While in Japan, you might want to try its celebrated drink of origin, the fermented rice wine, sake. Meishu Center sake tasting bar offers guests the opportunity to try the brands from various breweries throughout Japan in manageable portions and at reasonable cost. With over 100 different bottles to choose from, hailing from nearly fifty estates, the Meishu Center makes tasting your way through the best of it simple for novices and seasoned sippers alike. Set menus offer eight different tasting options (in English and in Japanese), but the staff is happy to accommodate guest preference. You can build your own flight, or allow staff to guide and suggest, based on your tastes. Drinks come with tasting notes and information on the regions and origin stories. (And in case sake isn't quite your cup of tea, other liqueurs and drinks are on offer to toast 'kanpai!' with.)
Admittedly, some of Tokyo's charm is in its strangeness. From Ice Bars to Alice in Wonderland-themed cafes, there are a few eateries whose decor strays far from normal. If you're looking for an experience while you dine (and not necessarily a gourmet experience) in this Michelin-studded city, why not check into Alcatraz E.R.? The admittedly gimmicky restaurant has a waitstaff decked out as doctors and nurses, and 'patients' are handed their food behind bars, the meals served in sterile metallic dishes and the drinks presented in test tubes and beakers that allow you to create your own 'medicine.' While a menu of chicken fingers and dyed curries don't make this a particularly exciting culinary night out, it's all about presentation. Drinks with risqué titles are presented with full sets of dialogue by your 'doctor' or 'nurse,' 'prison breaks' occur once a night, and each cell has its own horror-movie decor, straight from out of a Rob Zombie film. Great for some interesting photos, and a little bit of indulgence in the Shibuya district's unique flair for dramatics, pushing the limit, playing dressing up, and creating a one-of-a-kind nightlife destination.

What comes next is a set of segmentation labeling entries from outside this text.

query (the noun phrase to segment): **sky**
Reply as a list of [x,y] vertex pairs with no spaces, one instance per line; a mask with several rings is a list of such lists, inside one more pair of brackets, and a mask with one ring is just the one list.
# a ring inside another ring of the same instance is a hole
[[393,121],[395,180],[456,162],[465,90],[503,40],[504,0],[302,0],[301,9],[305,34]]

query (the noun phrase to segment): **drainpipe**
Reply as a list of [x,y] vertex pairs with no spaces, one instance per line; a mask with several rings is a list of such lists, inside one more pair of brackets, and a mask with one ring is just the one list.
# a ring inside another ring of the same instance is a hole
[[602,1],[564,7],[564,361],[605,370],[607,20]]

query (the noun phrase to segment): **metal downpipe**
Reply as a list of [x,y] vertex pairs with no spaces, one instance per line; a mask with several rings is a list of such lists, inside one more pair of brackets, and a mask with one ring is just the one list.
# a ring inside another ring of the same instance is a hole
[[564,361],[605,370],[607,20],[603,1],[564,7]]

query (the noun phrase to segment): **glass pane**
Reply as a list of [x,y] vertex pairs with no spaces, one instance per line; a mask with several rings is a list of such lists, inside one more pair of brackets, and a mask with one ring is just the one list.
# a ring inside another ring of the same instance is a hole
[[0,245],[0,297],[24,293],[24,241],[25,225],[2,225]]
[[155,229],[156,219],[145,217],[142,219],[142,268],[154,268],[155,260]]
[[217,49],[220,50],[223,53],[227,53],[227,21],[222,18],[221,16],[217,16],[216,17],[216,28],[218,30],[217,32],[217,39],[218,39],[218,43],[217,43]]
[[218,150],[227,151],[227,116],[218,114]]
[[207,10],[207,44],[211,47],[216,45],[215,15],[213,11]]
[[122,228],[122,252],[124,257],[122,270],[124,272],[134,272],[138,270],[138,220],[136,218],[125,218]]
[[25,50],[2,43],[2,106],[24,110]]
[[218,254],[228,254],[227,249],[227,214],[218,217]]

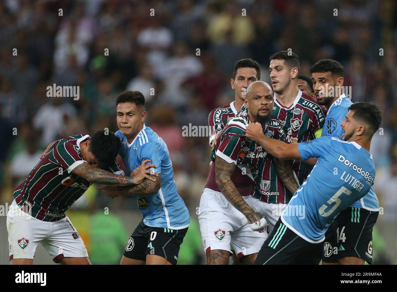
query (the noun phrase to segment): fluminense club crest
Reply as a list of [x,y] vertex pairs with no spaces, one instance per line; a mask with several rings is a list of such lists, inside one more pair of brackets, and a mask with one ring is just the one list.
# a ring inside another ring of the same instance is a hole
[[297,118],[291,120],[291,128],[294,131],[297,131],[302,126],[302,123],[303,122],[301,120]]
[[270,188],[270,181],[266,180],[261,180],[260,188],[265,191],[268,191]]
[[216,231],[214,232],[214,235],[215,236],[215,238],[219,240],[219,241],[222,241],[226,235],[226,231],[220,228]]
[[18,246],[21,248],[21,249],[25,249],[29,245],[29,240],[26,239],[24,237],[18,239],[17,242],[18,243]]

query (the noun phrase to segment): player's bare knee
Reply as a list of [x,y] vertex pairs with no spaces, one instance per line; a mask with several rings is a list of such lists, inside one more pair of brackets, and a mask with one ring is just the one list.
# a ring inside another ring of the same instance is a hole
[[258,253],[255,253],[243,256],[239,259],[239,262],[240,263],[244,265],[253,265],[257,255]]
[[33,265],[33,259],[13,259],[10,265]]
[[365,262],[362,259],[355,257],[345,257],[338,260],[339,265],[364,265]]

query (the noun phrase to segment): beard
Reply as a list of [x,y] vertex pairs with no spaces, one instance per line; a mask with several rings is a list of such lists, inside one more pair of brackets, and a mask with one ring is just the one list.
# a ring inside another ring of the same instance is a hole
[[354,132],[355,131],[356,131],[356,128],[355,128],[354,130],[352,130],[352,131],[350,132],[350,133],[345,133],[345,136],[343,137],[343,138],[342,139],[342,140],[343,140],[344,141],[349,141],[349,139],[351,138],[351,137],[353,136],[353,134],[354,133]]
[[316,100],[317,102],[317,103],[320,105],[327,106],[329,108],[331,106],[331,103],[332,102],[334,98],[330,97],[322,97],[322,98],[320,100],[318,100],[317,99],[317,95],[316,95]]
[[258,112],[255,116],[255,118],[256,119],[256,121],[263,127],[266,124],[266,123],[270,120],[270,115],[268,114],[267,116],[262,116]]
[[[277,94],[281,94],[284,92],[284,91],[285,90],[285,89],[288,87],[288,85],[289,85],[289,83],[291,83],[291,79],[288,79],[287,83],[285,83],[285,85],[284,85],[282,88],[280,88],[278,90],[277,89],[275,90],[273,88],[273,92],[276,93]],[[279,84],[280,83],[279,82]]]

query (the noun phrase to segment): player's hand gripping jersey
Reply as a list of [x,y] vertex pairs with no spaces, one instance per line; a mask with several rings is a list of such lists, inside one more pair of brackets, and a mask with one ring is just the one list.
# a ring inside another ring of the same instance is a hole
[[[283,222],[307,241],[324,240],[335,217],[363,197],[374,184],[372,155],[354,142],[321,137],[298,145],[303,160],[317,163],[281,215]],[[304,218],[297,210],[304,208]]]
[[[92,184],[71,172],[85,162],[80,154],[80,143],[89,137],[77,135],[56,141],[14,190],[17,204],[20,207],[29,206],[31,216],[43,221],[54,222],[65,217],[65,212]],[[110,169],[104,170],[124,174],[116,161]]]
[[129,173],[127,175],[146,159],[157,166],[152,170],[161,174],[161,188],[157,193],[138,197],[138,206],[145,224],[172,229],[189,226],[189,211],[177,191],[170,153],[163,139],[144,125],[131,144],[120,131],[116,134],[121,141],[119,154]]
[[[278,184],[271,186],[270,182],[271,176],[274,179],[277,176],[276,166],[272,162],[272,156],[256,141],[245,136],[250,122],[247,110],[241,111],[238,116],[227,124],[220,135],[216,154],[229,163],[235,163],[238,168],[235,173],[241,173],[255,182],[254,192],[251,194],[257,199],[266,199],[272,193],[280,193]],[[283,128],[274,118],[266,124],[263,133],[270,138],[284,140]],[[268,178],[268,180],[263,179],[264,177]],[[274,181],[276,180],[276,178]]]

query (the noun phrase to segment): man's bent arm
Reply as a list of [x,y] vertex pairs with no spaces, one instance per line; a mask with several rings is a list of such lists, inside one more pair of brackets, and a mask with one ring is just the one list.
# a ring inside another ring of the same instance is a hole
[[215,176],[216,184],[231,204],[247,217],[250,224],[261,220],[262,217],[256,213],[240,194],[231,177],[236,165],[229,163],[217,156],[215,159]]
[[136,185],[133,177],[115,174],[83,162],[76,166],[71,172],[90,182],[100,184]]
[[300,159],[298,150],[299,143],[287,144],[262,134],[255,137],[256,142],[274,157],[280,159]]
[[287,188],[292,193],[295,193],[300,186],[296,174],[293,170],[289,162],[287,160],[281,160],[276,157],[273,157],[273,160],[278,176]]
[[157,176],[152,175],[150,176],[156,178],[156,181],[152,182],[145,179],[136,186],[118,186],[117,191],[120,193],[120,195],[127,197],[157,193],[161,188],[161,174],[158,174]]

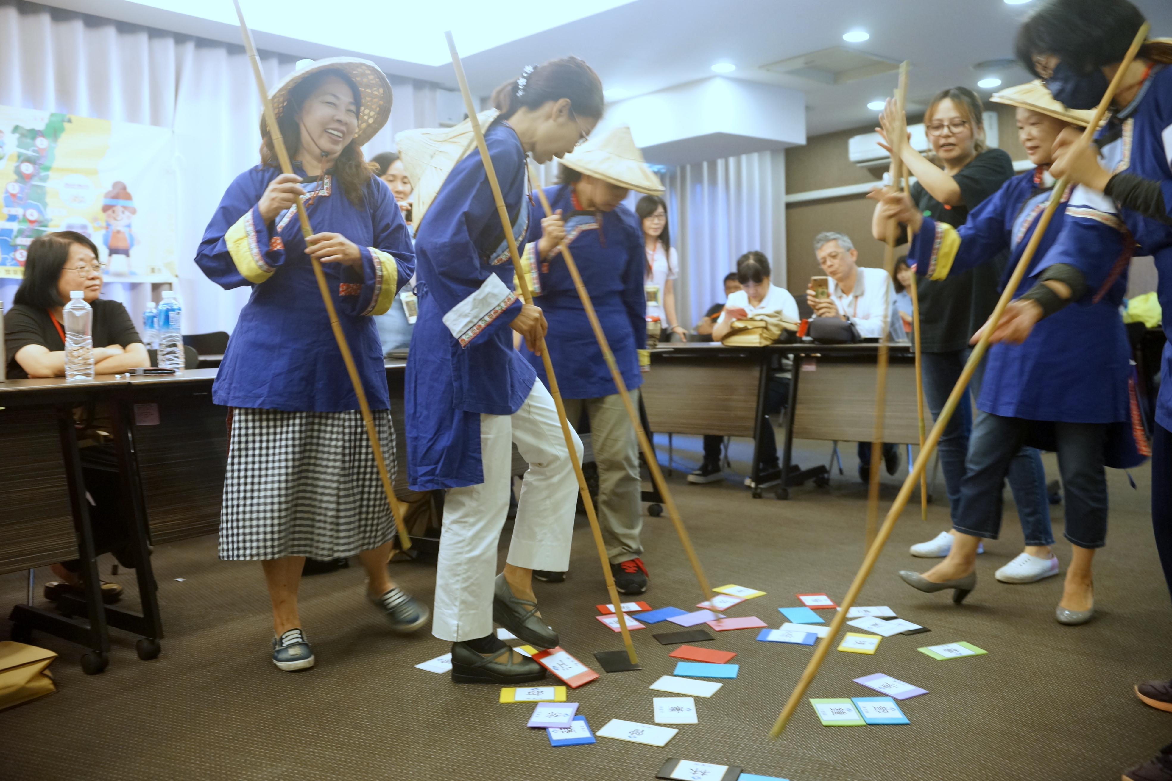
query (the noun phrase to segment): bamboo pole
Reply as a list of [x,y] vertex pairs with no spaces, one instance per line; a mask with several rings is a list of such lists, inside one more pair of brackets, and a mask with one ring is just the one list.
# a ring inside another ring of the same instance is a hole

Izakaya are a staple of Japanese life, fashioned as 'all you can eat/all you can drink' locations that charge by the hour. Teyandei takes this nationwide favorite and gives it its own flare. Armed with a cheerful staff and enough menu specials to excite the pickiest eater, Teyandei can offer visitors a sampler of food from across the nation at a very reasonable purse price. Avocado salads, deep fried yams, honeyed nut clusters, and thin strips of meat take your tongue across a range of flavors. Lauded for its adventurous menu (horse sashimi, anyone...?) and its talented chef, Teyandei tops the izakaya charts, no matter what taste you're after.

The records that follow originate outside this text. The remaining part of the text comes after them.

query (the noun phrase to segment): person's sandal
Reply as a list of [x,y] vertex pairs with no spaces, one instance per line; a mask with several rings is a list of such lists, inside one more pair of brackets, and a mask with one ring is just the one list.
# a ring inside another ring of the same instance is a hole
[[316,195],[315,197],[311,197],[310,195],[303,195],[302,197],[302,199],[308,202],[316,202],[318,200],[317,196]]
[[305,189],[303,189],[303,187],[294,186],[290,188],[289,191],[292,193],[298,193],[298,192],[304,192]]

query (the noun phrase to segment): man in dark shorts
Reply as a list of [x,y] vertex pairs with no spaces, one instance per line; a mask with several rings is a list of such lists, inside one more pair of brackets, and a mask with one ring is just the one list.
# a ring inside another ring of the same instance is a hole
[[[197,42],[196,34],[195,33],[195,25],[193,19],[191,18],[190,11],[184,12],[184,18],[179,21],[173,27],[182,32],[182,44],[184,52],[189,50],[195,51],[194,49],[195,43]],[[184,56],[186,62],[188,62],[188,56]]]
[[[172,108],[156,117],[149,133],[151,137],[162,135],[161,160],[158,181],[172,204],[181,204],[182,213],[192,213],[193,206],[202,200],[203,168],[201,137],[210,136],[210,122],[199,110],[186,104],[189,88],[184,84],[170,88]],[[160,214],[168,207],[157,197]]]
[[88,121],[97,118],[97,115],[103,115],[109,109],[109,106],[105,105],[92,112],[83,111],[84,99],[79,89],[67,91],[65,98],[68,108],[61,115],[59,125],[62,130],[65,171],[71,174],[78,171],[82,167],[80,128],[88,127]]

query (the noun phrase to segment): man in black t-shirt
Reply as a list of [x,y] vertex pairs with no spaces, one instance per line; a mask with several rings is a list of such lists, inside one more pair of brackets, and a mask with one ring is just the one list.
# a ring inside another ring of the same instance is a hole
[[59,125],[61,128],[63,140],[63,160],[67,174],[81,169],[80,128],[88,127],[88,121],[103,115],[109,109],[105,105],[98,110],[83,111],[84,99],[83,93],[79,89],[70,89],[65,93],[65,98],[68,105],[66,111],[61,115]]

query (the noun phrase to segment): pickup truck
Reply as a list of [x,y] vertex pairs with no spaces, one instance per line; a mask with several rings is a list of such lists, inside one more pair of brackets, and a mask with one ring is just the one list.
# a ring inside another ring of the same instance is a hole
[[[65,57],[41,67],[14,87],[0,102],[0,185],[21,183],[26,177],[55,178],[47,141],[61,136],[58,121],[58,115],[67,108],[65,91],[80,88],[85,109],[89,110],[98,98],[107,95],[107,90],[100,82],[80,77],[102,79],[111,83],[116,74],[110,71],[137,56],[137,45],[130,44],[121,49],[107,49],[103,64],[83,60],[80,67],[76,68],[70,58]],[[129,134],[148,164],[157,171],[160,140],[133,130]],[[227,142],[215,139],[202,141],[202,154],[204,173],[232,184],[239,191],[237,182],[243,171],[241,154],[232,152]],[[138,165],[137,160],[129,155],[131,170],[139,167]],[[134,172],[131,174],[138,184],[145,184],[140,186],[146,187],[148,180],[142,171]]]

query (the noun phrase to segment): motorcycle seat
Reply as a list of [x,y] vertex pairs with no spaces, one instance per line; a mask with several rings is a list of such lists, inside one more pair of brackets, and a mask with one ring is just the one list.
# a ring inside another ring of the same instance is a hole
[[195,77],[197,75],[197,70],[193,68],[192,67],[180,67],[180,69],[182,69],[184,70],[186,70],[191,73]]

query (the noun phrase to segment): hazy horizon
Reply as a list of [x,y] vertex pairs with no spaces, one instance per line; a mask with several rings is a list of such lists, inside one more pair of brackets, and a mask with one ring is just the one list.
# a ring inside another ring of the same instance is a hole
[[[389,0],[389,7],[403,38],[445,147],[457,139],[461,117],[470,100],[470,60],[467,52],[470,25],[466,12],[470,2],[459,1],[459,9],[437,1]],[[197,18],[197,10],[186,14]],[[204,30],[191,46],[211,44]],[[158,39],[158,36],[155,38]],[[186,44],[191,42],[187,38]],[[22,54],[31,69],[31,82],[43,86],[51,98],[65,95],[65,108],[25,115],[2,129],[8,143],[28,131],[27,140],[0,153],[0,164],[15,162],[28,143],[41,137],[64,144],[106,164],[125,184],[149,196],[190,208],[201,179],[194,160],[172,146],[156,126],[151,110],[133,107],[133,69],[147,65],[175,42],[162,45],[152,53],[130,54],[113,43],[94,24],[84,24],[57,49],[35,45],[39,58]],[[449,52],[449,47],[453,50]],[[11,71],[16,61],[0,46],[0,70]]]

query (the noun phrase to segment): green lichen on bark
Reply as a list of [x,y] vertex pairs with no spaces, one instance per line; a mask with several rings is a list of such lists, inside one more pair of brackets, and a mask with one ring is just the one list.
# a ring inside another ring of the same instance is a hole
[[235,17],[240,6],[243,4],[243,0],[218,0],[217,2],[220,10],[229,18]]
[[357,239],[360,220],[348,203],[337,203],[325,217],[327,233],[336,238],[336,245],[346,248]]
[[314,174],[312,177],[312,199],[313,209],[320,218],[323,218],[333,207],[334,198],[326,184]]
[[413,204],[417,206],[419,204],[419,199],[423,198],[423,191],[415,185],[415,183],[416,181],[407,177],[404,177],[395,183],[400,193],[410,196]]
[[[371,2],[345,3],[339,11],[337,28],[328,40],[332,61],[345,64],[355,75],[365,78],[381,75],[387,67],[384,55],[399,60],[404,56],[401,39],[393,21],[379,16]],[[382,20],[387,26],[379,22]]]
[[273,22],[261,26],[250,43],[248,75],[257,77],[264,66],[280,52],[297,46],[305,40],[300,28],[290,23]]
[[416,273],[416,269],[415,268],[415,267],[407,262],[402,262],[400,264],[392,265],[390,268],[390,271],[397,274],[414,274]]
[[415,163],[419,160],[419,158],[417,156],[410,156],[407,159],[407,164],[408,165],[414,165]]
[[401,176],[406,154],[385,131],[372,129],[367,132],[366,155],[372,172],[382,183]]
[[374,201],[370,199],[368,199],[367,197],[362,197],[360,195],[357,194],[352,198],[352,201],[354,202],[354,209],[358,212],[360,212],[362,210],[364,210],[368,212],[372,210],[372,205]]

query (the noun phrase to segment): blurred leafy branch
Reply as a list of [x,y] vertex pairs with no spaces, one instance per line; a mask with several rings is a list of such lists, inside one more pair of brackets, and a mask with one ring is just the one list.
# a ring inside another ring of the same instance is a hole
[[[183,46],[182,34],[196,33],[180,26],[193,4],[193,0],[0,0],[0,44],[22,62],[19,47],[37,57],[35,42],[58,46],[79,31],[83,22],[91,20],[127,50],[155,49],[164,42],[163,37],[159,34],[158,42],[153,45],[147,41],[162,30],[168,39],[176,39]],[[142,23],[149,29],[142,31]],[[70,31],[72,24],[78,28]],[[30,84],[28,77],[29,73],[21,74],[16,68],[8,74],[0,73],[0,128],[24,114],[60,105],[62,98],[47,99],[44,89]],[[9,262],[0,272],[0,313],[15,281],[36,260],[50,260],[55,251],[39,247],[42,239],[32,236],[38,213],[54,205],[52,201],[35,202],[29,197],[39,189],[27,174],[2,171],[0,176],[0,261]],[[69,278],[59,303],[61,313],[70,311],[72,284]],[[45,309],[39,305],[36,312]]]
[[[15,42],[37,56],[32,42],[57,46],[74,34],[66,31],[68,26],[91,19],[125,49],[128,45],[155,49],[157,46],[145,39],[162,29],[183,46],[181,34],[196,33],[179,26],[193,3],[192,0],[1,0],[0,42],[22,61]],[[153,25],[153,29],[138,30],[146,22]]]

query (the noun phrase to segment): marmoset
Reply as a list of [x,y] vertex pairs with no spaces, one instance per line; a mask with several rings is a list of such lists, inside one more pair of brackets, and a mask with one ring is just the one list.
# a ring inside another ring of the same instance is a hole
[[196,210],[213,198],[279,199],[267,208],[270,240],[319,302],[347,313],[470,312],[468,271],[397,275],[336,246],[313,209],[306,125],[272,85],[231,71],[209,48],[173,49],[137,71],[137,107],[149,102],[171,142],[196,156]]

Fugu, or 'Japanese puffer fish,' has become a household name - mostly because it's a food that can kill you! Before you panic, the head chef at Usuki Fugu Yamadaya was trained for over three years before receiving a licence to serve fugu, and trained for an additional ten years to perfect the careful preparation it takes to render the poisonous fugu fish harmlessly tasty. If you're willing to take the risk (the Japanese consume over 10,000 tons of the stuff per year) at Usuki, a Michelin honored restaurant, then prepare to be wowed by the stellar presentation and side-dishes that accompany the translucent slices of Fugu sashimi. Dip the slices into ponzu vinegar, and enjoy a portion served fried and in a hot pot style. Finish off with a taste of fruit, and voila. You'll have had a great meal, and earned bragging rights to boot!